I then started to entertain differently: huge pots of chilli, beef Bourguignon, chicken curry, and let everyone serve themselves and take it to the table. Then I dispensed with the table – why not just have the food on their laps? And why china plates that needed washing? There were plenty of solid plastic plates that would do the job just as well.
And at this point, I started to entertain more. I cooked for 60 people for my 50th birthday (twice – once in Cardiff, once in Paris (pictured) – very casual, loads of food, help yourselves and sit wherever you can find a space. The one thing I balk at though, is plastic cups. I will never serve my guests wine in anything other than decent glasses. Riedel. Well, Riedel for me and my friends who understand wine; Amazon bargain basement for everyone else.
I thought during Covid we might have seen a return to the traditional dinner party, albeit with only the people in whose bubble you were allowed to be, but was none of it. Even when the weather turned cold and outdoor dining was the only option, people preferred to don gloves and scarves and watch their hands sticking like Super Glue to a cold champagne glass rather than eat at home.

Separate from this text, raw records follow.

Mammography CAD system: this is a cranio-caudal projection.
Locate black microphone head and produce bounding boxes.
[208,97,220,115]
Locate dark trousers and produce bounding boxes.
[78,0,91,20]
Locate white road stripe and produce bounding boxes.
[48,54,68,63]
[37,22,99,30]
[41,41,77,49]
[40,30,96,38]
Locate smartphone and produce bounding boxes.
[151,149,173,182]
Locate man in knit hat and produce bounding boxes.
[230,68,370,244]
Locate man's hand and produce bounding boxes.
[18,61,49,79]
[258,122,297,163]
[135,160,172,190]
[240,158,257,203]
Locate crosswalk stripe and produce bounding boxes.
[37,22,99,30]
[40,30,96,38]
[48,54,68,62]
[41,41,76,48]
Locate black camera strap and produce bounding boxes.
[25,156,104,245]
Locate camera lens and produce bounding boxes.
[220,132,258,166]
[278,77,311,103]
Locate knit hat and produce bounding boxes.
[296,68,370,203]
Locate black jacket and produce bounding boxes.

My mum, who died in 2019, continued to host dinners until very late in life (she was a great cook and passed on the skill to both my brother and me), until she was no longer able; not being able to cook, reliant on box meals from the carers, was one of her greatest sorrows as she grew old and infirm.
So, as I mourn the passing of the dinner party, I’m thinking fondly back to the day when everyone came back to our house for Italian food. It was lasagne; that much I remember. And Mateus Rosé, of course.
Now, where did I put those candles? I feel a project coming on.